INARA: Kurzfristige Strategien und überhöhte Renditeziele werden ja schon seit Jahren kritisch hinterfragt. Mittlerweile ist die Verantwortung und die damit verbundene persönliche Haftung gegenüber Gesellschaft und Ökologie auch in Regelwerken festgehalten. Können Sie uns dafür Beispiele nennen?
Ruter: Im Deutschen Corporate Governance Kodex sind schon seit längerem ethische Handlungsleitlinien für eine nachhaltige Unternehmensführung formuliert. Daran sollte sich auch der Aufsichtsrat orientieren, in dem er diese vom Vorstand einfordert und die Einhaltung überwacht. Dies auch deshalb, weil neue gesetzliche Regelungen Aufsichtsräte stärker als früher in die persönliche Haftung nehmen und auch höhere Anforderungen an deren Qualifikation stellen.
INARA: Transparenz in der Berichterstattung wird in Ihrem Buch ebenfalls behandelt. Was bedeutet das für die Aufsichtsratsberichterstattung?
Ruter: Die Berichterstattung des Aufsichtsrates ist heute meist noch viel zu standardisiert und formelhaft. Es wird darin in den wenigsten Fällen mitgeteilt, was der Aufsichtsrat in den vergangenen zwölf Monaten tatsächlich gemacht hat. Wenn Sie die Aufsichtsrats-Berichte der 30 DAX-Unternehmen nebeneinanderlegen, sind die bis auf den Firmennamen fast identisch.
INARA: Warum sollte der Nachhaltigkeitsberichterstattung vom Aufsichtsrat mehr Wert beigemessen werden?
Ruter: Untersuchungen zeigen, dass der Nachhaltigkeitsbericht in vielen Firmen vom Aufsichtsrat nicht einmal besprochen und von ihm auch nicht freigegeben wird. Das ist schade, denn die Nachhaltigkeitsberichte, die heute bis zu 200 Seiten und mehr umfassen können, enthalten oft mehr Informationen als die klassischen financial reports.
INARA: Was heißt das konkret für den Aufsichtsrat?

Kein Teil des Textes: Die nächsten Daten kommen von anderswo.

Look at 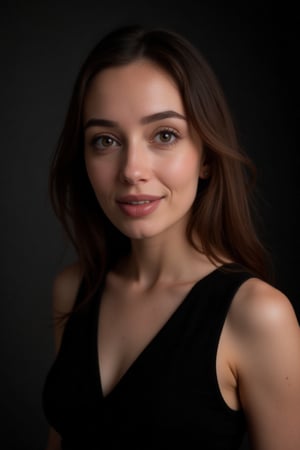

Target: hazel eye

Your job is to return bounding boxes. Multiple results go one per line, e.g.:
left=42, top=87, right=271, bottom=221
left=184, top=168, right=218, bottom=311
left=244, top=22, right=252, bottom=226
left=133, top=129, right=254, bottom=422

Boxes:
left=154, top=129, right=178, bottom=144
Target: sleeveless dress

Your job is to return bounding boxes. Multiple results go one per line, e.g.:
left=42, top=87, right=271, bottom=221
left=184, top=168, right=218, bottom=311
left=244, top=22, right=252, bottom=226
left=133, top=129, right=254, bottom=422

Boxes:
left=42, top=265, right=252, bottom=450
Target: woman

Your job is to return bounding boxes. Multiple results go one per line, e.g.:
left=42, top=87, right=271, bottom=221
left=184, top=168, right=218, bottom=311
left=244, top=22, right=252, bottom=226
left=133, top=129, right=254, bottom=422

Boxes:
left=43, top=26, right=300, bottom=450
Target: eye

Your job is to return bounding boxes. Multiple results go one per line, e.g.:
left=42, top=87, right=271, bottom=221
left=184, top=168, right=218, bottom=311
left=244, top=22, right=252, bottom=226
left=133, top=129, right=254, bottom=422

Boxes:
left=91, top=134, right=120, bottom=150
left=153, top=128, right=179, bottom=145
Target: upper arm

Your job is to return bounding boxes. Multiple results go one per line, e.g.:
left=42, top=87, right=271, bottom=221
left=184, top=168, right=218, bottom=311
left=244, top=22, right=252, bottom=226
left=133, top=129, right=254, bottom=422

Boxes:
left=231, top=280, right=300, bottom=450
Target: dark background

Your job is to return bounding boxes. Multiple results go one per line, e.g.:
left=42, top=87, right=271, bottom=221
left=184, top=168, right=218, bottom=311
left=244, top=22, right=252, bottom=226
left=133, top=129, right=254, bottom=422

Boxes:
left=0, top=0, right=300, bottom=450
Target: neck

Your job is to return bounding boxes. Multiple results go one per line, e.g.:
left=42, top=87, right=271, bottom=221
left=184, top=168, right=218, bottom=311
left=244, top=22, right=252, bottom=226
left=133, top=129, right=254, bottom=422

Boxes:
left=116, top=229, right=213, bottom=289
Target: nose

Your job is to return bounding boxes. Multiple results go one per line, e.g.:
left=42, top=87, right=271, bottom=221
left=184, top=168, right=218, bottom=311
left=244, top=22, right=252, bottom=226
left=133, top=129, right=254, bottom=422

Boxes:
left=120, top=142, right=150, bottom=185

Ruter: Transparenz in der Berichterstattung ist ganz wichtig. Der Aufsichtsrat sollte darauf bestehen und auch verlangen, dass ihm der Nachhaltigkeitsbericht vorgelegt wird. Auch wenn das bedeutet, dass er dann bis zu 200 Seiten zusätzlich zu den klassischen Bilanzunterlagen durcharbeiten und freigeben muss.
INARA: Können Sie uns noch ein Beispiel aus dem Unternehmensleben nennen, wo ethische Gesichtspunkte wichtig sind?
Ruter: M&A- und Synergie-Spezialisten führen oft bei Unternehmensübernahmen eine umfangreiche und unterschiedliche Due Diligence durch und prüfen das zu erwerbende Unternehmen auf Herz und Nieren. Aber in den wenigsten Fällen wird dabei darauf geachtet, ob die Führungskräfte des Übernahme-Objektes eine Sinn- und Wertorientierung haben, die zu jener im eigenen Unternehmen passt. Dabei ist dieser Punkt ganz entscheidend dafür, ob ein Merger erfolgreich ist oder zum Flop wird.
Ruter: Und wie kann sich der Aufsichtsrat hier einbringen? Sollte er eine ethische Due Diligence einfordern?
INARA: Wichtig ist weniger das Einfordern als das Vorleben. Tone at the Top. Es geht darum, dass auch Themen wie Ethik und Sinn- und Wertorientierung, wie sie im Unternehmen und auch von den Führungskräften gelebt werden sollen, vom Aufsichtsrat vorgelebt und regelmäßig angesprochen werden. Ob man das dann ethische Due Diligence nennt, ist nicht so wichtig.